Gumamela (Hibiscus rosasinensis) is a species of flowering plant found in cultivation throughout the Philippines. Aside from ornamentation, gumamela is being used by some locals as alternative medicine.
Habitat and Description
Gumamela is a native of the Old World, but is now distributed throughout the tropics.
This plant is an erect, much branched, smooth shrub, 1 to 4 meters in height. The leaves are ovate and 7 to 12 centimeters long, with coarsely toothed margins. The flowers are solitary, axillary, very large, about 10 centimeters long, and 12 centimeters in diameter. The calyx is green and about 2 centimeters long, with ovate lobes. The petals are red, orange, or rose white, obovate, rounded, and imbricate. The staminal tube is slender and longer than the corolla. There are many hybrids of different colored, simple flowers in addition to a few doubles.
Gumamela is largely cultivated in the Philippines as ornamentals for its colorful flowers. It is also planted as a hedge.

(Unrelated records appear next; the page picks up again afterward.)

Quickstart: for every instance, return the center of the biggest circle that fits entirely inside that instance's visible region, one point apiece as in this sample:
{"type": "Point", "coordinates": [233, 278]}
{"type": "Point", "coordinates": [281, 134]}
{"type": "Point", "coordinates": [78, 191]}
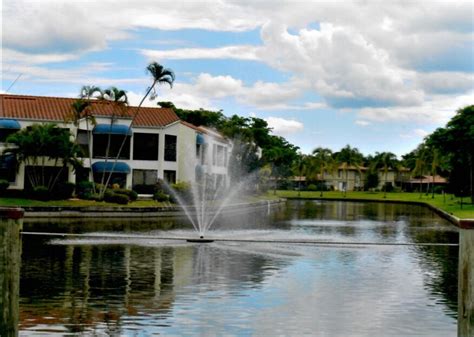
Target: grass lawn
{"type": "Point", "coordinates": [20, 202]}
{"type": "Point", "coordinates": [449, 203]}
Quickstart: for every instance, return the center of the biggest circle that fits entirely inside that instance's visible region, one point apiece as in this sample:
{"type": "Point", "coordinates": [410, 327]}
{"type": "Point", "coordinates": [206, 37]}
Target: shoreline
{"type": "Point", "coordinates": [458, 222]}
{"type": "Point", "coordinates": [78, 212]}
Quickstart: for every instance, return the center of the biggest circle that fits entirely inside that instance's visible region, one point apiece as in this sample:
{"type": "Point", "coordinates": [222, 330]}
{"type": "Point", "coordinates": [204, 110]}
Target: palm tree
{"type": "Point", "coordinates": [119, 99]}
{"type": "Point", "coordinates": [160, 75]}
{"type": "Point", "coordinates": [82, 109]}
{"type": "Point", "coordinates": [348, 158]}
{"type": "Point", "coordinates": [299, 168]}
{"type": "Point", "coordinates": [324, 162]}
{"type": "Point", "coordinates": [385, 161]}
{"type": "Point", "coordinates": [420, 164]}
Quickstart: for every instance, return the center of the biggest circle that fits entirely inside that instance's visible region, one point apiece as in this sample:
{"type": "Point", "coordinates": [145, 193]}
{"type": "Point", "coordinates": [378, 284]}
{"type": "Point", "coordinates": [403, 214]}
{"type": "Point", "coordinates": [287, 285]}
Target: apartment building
{"type": "Point", "coordinates": [154, 145]}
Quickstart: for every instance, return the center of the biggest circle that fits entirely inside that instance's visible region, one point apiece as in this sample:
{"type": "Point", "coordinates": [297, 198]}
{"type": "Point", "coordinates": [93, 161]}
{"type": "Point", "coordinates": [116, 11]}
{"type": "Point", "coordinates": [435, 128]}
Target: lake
{"type": "Point", "coordinates": [305, 267]}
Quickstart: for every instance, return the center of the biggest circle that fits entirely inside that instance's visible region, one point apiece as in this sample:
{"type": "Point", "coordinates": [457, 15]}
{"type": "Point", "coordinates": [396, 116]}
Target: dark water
{"type": "Point", "coordinates": [140, 285]}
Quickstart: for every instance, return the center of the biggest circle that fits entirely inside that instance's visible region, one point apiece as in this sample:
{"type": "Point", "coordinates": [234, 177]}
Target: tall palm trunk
{"type": "Point", "coordinates": [125, 137]}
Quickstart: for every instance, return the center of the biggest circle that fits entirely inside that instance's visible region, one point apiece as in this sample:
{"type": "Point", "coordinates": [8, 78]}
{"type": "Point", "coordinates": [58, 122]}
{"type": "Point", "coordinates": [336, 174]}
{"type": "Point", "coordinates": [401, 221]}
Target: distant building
{"type": "Point", "coordinates": [158, 145]}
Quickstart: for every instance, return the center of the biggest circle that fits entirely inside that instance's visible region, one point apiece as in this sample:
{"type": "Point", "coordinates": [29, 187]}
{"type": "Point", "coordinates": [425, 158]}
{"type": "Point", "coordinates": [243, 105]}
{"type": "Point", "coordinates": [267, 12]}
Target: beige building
{"type": "Point", "coordinates": [156, 145]}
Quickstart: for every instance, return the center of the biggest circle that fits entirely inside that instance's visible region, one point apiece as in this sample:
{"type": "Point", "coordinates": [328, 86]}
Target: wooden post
{"type": "Point", "coordinates": [10, 259]}
{"type": "Point", "coordinates": [466, 283]}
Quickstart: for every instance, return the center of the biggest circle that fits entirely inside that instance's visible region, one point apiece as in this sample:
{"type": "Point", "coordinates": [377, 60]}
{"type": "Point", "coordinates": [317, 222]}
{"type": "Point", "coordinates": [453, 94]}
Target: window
{"type": "Point", "coordinates": [83, 142]}
{"type": "Point", "coordinates": [115, 178]}
{"type": "Point", "coordinates": [144, 177]}
{"type": "Point", "coordinates": [102, 140]}
{"type": "Point", "coordinates": [145, 146]}
{"type": "Point", "coordinates": [170, 176]}
{"type": "Point", "coordinates": [4, 133]}
{"type": "Point", "coordinates": [8, 167]}
{"type": "Point", "coordinates": [170, 147]}
{"type": "Point", "coordinates": [82, 174]}
{"type": "Point", "coordinates": [47, 174]}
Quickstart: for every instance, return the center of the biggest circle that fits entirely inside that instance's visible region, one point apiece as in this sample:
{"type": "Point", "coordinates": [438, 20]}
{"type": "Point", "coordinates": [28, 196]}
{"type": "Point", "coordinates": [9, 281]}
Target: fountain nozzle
{"type": "Point", "coordinates": [200, 240]}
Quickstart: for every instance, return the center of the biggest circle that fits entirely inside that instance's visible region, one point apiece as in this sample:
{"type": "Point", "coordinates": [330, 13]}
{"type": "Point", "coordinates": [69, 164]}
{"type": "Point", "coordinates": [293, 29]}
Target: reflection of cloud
{"type": "Point", "coordinates": [283, 126]}
{"type": "Point", "coordinates": [361, 122]}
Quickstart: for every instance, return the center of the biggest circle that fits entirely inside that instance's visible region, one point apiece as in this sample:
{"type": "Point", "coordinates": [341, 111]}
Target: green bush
{"type": "Point", "coordinates": [3, 185]}
{"type": "Point", "coordinates": [161, 196]}
{"type": "Point", "coordinates": [181, 187]}
{"type": "Point", "coordinates": [145, 189]}
{"type": "Point", "coordinates": [63, 190]}
{"type": "Point", "coordinates": [108, 194]}
{"type": "Point", "coordinates": [40, 193]}
{"type": "Point", "coordinates": [312, 187]}
{"type": "Point", "coordinates": [116, 198]}
{"type": "Point", "coordinates": [132, 195]}
{"type": "Point", "coordinates": [439, 189]}
{"type": "Point", "coordinates": [121, 199]}
{"type": "Point", "coordinates": [84, 190]}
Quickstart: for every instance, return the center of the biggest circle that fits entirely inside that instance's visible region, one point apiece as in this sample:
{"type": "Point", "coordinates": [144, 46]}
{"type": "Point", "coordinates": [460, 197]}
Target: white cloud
{"type": "Point", "coordinates": [247, 53]}
{"type": "Point", "coordinates": [362, 122]}
{"type": "Point", "coordinates": [415, 133]}
{"type": "Point", "coordinates": [445, 82]}
{"type": "Point", "coordinates": [362, 55]}
{"type": "Point", "coordinates": [437, 111]}
{"type": "Point", "coordinates": [284, 127]}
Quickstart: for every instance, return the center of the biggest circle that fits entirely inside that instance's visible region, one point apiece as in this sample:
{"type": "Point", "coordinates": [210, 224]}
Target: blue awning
{"type": "Point", "coordinates": [109, 166]}
{"type": "Point", "coordinates": [6, 123]}
{"type": "Point", "coordinates": [8, 161]}
{"type": "Point", "coordinates": [200, 139]}
{"type": "Point", "coordinates": [114, 129]}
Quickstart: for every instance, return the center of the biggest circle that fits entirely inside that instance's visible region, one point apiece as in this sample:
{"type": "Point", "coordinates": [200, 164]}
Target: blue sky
{"type": "Point", "coordinates": [378, 76]}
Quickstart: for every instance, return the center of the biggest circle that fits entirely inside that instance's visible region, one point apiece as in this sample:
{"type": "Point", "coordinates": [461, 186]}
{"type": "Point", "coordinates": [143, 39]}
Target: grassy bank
{"type": "Point", "coordinates": [20, 202]}
{"type": "Point", "coordinates": [448, 203]}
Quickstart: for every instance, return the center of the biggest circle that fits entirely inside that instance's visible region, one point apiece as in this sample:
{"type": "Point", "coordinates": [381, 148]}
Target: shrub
{"type": "Point", "coordinates": [3, 185]}
{"type": "Point", "coordinates": [63, 190]}
{"type": "Point", "coordinates": [84, 190]}
{"type": "Point", "coordinates": [439, 189]}
{"type": "Point", "coordinates": [145, 189]}
{"type": "Point", "coordinates": [108, 195]}
{"type": "Point", "coordinates": [161, 196]}
{"type": "Point", "coordinates": [388, 187]}
{"type": "Point", "coordinates": [132, 195]}
{"type": "Point", "coordinates": [312, 187]}
{"type": "Point", "coordinates": [40, 193]}
{"type": "Point", "coordinates": [116, 198]}
{"type": "Point", "coordinates": [181, 186]}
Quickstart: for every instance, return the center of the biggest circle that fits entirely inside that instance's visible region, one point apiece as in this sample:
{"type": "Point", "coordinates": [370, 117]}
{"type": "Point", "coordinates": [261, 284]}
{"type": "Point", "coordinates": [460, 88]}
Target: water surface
{"type": "Point", "coordinates": [365, 281]}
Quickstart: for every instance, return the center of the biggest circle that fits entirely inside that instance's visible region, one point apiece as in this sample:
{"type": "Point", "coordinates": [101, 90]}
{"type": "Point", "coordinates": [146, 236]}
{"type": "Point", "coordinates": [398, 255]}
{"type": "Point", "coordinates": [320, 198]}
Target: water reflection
{"type": "Point", "coordinates": [10, 259]}
{"type": "Point", "coordinates": [175, 288]}
{"type": "Point", "coordinates": [466, 283]}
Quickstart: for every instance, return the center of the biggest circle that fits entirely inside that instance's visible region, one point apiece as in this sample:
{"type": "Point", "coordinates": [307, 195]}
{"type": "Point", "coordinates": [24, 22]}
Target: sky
{"type": "Point", "coordinates": [378, 75]}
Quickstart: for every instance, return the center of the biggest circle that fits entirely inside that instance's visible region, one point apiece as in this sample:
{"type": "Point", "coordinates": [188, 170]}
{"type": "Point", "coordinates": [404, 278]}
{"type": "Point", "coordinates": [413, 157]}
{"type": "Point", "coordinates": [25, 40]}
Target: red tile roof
{"type": "Point", "coordinates": [57, 108]}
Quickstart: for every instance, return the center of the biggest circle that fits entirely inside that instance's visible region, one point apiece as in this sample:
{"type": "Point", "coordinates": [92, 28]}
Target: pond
{"type": "Point", "coordinates": [305, 267]}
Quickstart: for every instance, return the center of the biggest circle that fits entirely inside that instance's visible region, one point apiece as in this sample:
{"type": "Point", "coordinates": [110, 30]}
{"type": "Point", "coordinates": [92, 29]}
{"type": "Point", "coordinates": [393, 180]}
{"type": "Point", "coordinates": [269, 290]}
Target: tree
{"type": "Point", "coordinates": [119, 99]}
{"type": "Point", "coordinates": [349, 158]}
{"type": "Point", "coordinates": [421, 160]}
{"type": "Point", "coordinates": [160, 75]}
{"type": "Point", "coordinates": [456, 143]}
{"type": "Point", "coordinates": [44, 146]}
{"type": "Point", "coordinates": [385, 161]}
{"type": "Point", "coordinates": [324, 162]}
{"type": "Point", "coordinates": [299, 168]}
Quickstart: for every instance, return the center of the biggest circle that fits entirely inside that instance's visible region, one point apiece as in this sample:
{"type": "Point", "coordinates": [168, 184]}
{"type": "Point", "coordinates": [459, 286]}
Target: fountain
{"type": "Point", "coordinates": [204, 202]}
{"type": "Point", "coordinates": [207, 196]}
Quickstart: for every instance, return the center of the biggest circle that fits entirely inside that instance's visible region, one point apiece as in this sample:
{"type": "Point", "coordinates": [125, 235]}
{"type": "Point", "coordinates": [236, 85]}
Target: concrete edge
{"type": "Point", "coordinates": [13, 213]}
{"type": "Point", "coordinates": [461, 223]}
{"type": "Point", "coordinates": [124, 211]}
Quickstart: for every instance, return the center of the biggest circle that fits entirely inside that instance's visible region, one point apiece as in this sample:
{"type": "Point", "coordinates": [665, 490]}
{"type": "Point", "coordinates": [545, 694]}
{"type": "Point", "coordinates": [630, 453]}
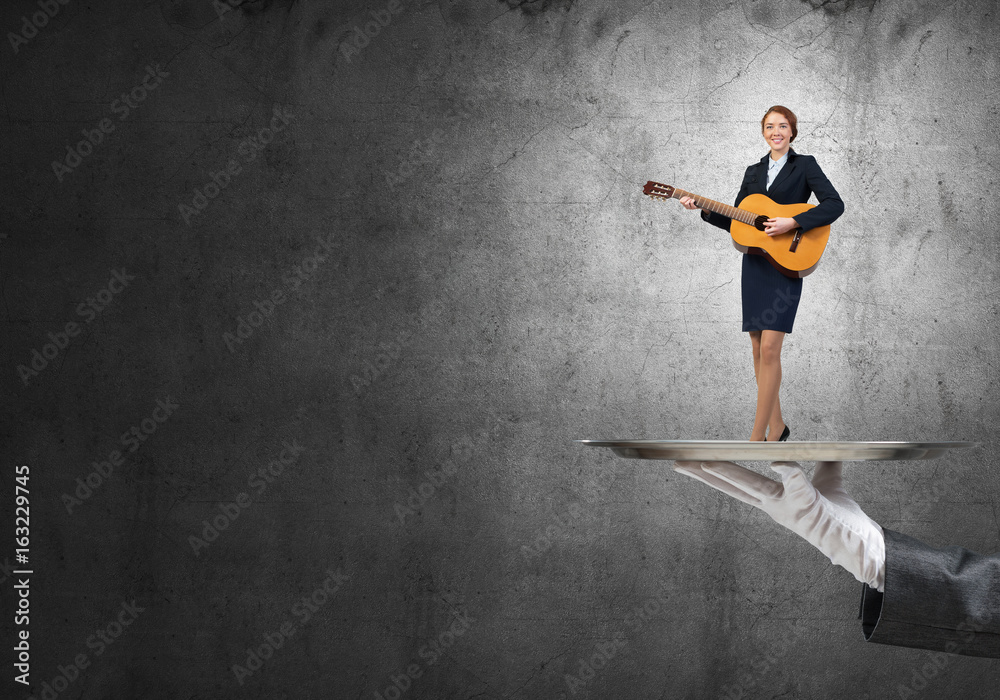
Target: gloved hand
{"type": "Point", "coordinates": [820, 512]}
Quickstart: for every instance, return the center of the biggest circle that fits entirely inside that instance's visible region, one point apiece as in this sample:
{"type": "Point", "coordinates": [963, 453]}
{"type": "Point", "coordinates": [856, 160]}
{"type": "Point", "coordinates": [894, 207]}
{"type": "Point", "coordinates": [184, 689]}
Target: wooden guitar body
{"type": "Point", "coordinates": [794, 254]}
{"type": "Point", "coordinates": [777, 249]}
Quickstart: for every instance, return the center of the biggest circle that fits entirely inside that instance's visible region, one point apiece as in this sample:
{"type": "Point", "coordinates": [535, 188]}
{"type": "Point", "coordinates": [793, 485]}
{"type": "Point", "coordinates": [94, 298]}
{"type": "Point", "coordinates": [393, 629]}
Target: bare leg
{"type": "Point", "coordinates": [767, 362]}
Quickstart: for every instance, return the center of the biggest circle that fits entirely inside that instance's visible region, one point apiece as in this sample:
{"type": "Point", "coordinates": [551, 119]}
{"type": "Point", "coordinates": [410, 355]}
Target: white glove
{"type": "Point", "coordinates": [820, 512]}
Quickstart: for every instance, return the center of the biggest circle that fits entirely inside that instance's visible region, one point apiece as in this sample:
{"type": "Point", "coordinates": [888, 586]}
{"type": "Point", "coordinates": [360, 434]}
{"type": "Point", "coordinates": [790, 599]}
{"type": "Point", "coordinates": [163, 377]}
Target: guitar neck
{"type": "Point", "coordinates": [746, 217]}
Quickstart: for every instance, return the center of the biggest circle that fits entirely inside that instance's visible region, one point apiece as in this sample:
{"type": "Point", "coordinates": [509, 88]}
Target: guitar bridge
{"type": "Point", "coordinates": [795, 240]}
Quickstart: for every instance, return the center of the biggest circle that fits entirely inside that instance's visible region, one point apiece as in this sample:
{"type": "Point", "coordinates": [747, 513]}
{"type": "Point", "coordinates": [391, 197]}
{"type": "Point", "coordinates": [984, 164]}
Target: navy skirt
{"type": "Point", "coordinates": [770, 299]}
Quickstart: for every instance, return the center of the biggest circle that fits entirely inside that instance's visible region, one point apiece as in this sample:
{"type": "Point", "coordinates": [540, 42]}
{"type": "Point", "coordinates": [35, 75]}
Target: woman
{"type": "Point", "coordinates": [770, 299]}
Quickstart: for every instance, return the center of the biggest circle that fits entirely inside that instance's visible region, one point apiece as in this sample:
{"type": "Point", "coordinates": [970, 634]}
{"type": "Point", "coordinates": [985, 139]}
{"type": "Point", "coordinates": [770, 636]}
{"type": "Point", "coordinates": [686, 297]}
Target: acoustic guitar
{"type": "Point", "coordinates": [794, 254]}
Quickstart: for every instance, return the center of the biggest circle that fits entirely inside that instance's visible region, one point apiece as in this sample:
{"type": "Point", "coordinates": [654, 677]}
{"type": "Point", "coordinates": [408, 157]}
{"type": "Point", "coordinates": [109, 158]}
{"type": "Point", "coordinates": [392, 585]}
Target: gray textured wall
{"type": "Point", "coordinates": [405, 301]}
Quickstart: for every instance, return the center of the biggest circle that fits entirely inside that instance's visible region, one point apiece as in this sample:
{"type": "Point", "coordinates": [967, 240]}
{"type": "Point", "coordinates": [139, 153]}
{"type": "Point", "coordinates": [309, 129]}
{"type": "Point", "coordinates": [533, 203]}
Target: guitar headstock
{"type": "Point", "coordinates": [657, 190]}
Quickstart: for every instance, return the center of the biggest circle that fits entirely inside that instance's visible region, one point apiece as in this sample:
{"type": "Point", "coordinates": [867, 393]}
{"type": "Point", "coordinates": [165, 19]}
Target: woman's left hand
{"type": "Point", "coordinates": [775, 227]}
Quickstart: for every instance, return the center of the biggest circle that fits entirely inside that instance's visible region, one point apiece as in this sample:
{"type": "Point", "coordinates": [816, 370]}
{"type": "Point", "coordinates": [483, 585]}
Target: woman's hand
{"type": "Point", "coordinates": [775, 227]}
{"type": "Point", "coordinates": [688, 203]}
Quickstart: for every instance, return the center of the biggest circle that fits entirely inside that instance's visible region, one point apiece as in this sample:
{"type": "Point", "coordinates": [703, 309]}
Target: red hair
{"type": "Point", "coordinates": [788, 114]}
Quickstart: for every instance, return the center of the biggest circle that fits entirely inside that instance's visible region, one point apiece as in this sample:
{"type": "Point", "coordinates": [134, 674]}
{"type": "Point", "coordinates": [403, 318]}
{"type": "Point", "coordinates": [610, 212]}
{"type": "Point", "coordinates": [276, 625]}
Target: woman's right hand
{"type": "Point", "coordinates": [688, 203]}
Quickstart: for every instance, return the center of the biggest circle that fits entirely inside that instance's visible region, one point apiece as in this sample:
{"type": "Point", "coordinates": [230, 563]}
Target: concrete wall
{"type": "Point", "coordinates": [406, 292]}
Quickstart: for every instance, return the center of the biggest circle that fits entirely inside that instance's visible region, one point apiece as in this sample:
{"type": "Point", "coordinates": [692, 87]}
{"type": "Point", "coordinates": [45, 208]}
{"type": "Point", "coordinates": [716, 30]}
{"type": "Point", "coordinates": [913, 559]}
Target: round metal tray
{"type": "Point", "coordinates": [720, 450]}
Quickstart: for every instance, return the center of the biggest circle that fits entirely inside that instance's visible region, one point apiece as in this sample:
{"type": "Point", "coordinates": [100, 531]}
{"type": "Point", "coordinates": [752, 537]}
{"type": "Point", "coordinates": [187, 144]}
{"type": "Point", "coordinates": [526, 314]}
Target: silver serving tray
{"type": "Point", "coordinates": [718, 450]}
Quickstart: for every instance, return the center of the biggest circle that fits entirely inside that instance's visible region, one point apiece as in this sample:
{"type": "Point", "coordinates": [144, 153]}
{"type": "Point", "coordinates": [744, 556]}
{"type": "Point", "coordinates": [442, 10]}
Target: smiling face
{"type": "Point", "coordinates": [777, 133]}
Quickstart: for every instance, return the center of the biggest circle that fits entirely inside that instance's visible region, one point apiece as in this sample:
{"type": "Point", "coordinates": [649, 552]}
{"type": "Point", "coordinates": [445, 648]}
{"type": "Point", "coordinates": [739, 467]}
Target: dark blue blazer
{"type": "Point", "coordinates": [800, 177]}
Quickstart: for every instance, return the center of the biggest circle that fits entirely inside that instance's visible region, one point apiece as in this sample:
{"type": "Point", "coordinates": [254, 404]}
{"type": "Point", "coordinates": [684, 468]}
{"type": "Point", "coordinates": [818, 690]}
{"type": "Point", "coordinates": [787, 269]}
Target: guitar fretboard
{"type": "Point", "coordinates": [747, 217]}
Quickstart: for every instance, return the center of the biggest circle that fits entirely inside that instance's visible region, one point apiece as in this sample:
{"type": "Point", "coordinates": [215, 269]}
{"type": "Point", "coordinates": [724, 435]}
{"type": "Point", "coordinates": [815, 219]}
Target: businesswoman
{"type": "Point", "coordinates": [770, 299]}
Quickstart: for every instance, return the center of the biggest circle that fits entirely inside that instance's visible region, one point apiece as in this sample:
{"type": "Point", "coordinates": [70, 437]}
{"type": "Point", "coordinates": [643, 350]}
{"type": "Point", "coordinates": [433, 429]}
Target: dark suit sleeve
{"type": "Point", "coordinates": [830, 205]}
{"type": "Point", "coordinates": [942, 599]}
{"type": "Point", "coordinates": [721, 221]}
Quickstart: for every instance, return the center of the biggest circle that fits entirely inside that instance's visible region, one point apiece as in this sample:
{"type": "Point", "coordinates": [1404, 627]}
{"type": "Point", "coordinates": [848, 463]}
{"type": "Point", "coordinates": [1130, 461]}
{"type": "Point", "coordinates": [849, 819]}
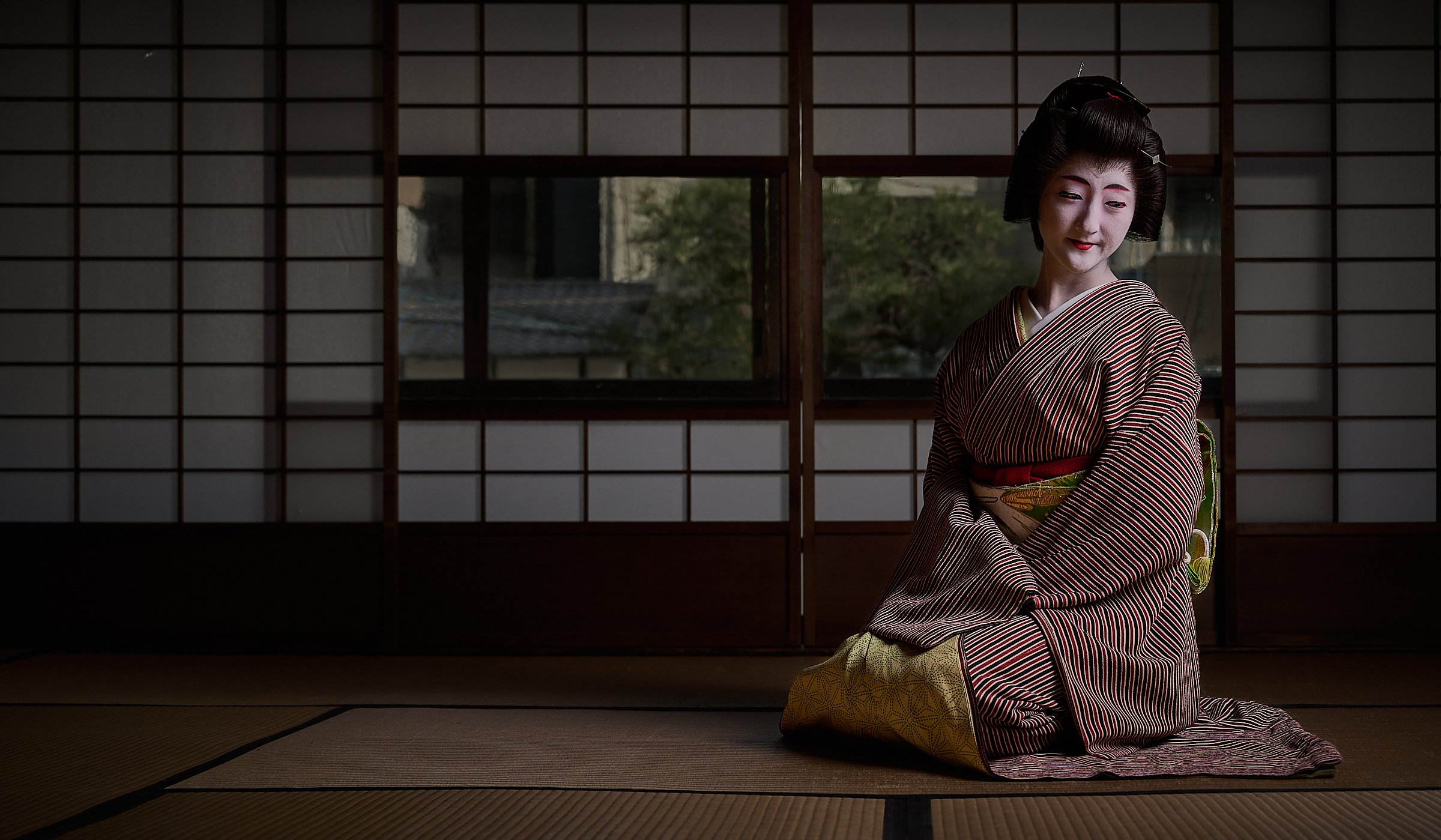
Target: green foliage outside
{"type": "Point", "coordinates": [902, 276]}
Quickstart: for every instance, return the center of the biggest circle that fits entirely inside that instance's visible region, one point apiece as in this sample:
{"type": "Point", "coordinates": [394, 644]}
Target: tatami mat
{"type": "Point", "coordinates": [502, 815]}
{"type": "Point", "coordinates": [731, 752]}
{"type": "Point", "coordinates": [1261, 816]}
{"type": "Point", "coordinates": [56, 761]}
{"type": "Point", "coordinates": [1309, 678]}
{"type": "Point", "coordinates": [561, 680]}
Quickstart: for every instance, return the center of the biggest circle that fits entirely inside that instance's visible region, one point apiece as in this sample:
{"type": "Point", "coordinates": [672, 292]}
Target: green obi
{"type": "Point", "coordinates": [1020, 509]}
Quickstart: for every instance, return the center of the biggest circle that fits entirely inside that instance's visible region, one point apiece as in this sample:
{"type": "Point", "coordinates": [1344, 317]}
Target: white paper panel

In some places in the Philippines, a paste made from gumamela flower buds are applied as a poultice to boils, cancerous swellings and mumps. A decoction of the roots, barks, leaves, and flowers are also used as a skin softener.
In Malay countries, a decoction of the root is said to be used as an antidote for poisons, and as cure for venereal diseases, fevers, and coughs. A solution made from the leaves are also used as a lotion for fevers, while an infusion of the leaves is used to relieve headaches. There have been reports that the bark is being used as an agent to induce or hasten menstruation. It is also very common to see gumamela leaves applied to poultice swellings.
- Quisumbing, Eduardo (1978). Medicinal Plants of the Philippines. Quezon City: Katha Publishing.